The company’s statement that day read: “This is the first successful clinical trial of ayurvedic medicines in the world for the treatment of corona. 100 percent recovery and 0 percent mortality rate proves that treatment of corona is possible only in ayurveda.”
The statement quoted Ramdev as saying, “We have randomised placebo controlled clinical trial of this drug on 100 corona infected patients, in which 69 percent of the patients were found to be corona negative in 3 days while 100 percent of the patients became negative in 7 days. Not a single patient died.”
Patanjali immediately ran into trouble. Within hours, the Ministry of Ayush, responsible for ayurvedic medicines, citing lack of approval, stopped the company from advertising or publicising the claim that Coronil could cure Covid-19.
It also asked Patanjali to provide composition of the medicines, sites and hospitals where the research was conducted, and other details such as protocol, sample size, Institutional Ethics Committee clearance, Clinical Trials Registry authorisation and results data. The ministry also asked the Uttarakhand licensing authority to provide copies of licence and product approval details of Coronil.
Undeterred, Balkrishna that day tweeted that the company has met all parameters of randomised placebo-controlled clinical trials and provided information to the ministry.
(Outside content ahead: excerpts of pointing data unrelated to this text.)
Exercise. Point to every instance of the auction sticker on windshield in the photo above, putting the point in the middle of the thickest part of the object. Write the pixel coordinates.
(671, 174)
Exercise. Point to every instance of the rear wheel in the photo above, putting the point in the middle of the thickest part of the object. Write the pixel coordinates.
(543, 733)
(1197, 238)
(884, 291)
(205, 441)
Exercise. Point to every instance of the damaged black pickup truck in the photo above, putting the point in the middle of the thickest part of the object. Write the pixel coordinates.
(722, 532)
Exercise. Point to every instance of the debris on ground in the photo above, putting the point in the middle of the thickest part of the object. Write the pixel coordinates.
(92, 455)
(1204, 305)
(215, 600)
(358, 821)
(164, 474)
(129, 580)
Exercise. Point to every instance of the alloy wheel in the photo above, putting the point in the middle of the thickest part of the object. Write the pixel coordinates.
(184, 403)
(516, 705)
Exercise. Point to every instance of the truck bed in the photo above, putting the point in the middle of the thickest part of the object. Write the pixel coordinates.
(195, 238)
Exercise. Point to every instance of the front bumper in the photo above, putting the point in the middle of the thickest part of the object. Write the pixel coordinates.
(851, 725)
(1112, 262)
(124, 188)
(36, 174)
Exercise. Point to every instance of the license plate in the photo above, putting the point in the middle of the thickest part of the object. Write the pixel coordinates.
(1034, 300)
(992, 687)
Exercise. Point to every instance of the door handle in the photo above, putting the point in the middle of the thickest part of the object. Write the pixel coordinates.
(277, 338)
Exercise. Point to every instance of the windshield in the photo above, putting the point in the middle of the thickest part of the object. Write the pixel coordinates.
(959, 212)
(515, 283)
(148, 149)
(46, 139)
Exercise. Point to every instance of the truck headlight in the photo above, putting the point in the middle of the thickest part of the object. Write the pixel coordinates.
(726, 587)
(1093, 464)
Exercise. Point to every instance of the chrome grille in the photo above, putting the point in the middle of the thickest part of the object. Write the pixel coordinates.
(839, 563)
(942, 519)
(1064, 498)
But on June 24, the Uttarakhand government said Patanjali didn’t mention it was developing a drug for coronavirus while applying for the licence. “We only approved licence for immunity booster, cough and fever,” ANI quoted the state’s ayurved department as saying in a statement. “We'll issue them a notice asking how they got permission to make the kit (for Covid-19).
On June 28, a first information report was filed in a Jaipur police station against Ramdev, Balkrishna, NIMS chairman Balbir Singh Tomar and his son and director Anurag Tomar, the Times of India reported.
On June 30, YS Rawat, licensing officer at Uttarakhand Ayurved Department, told ANI the company replied that it had used a representative picture of the coronavirus on Coronil packaging. The state has taken samples of the medicine and two other drugs for testing, he said.
Balkrishna’s U-turn came soon after.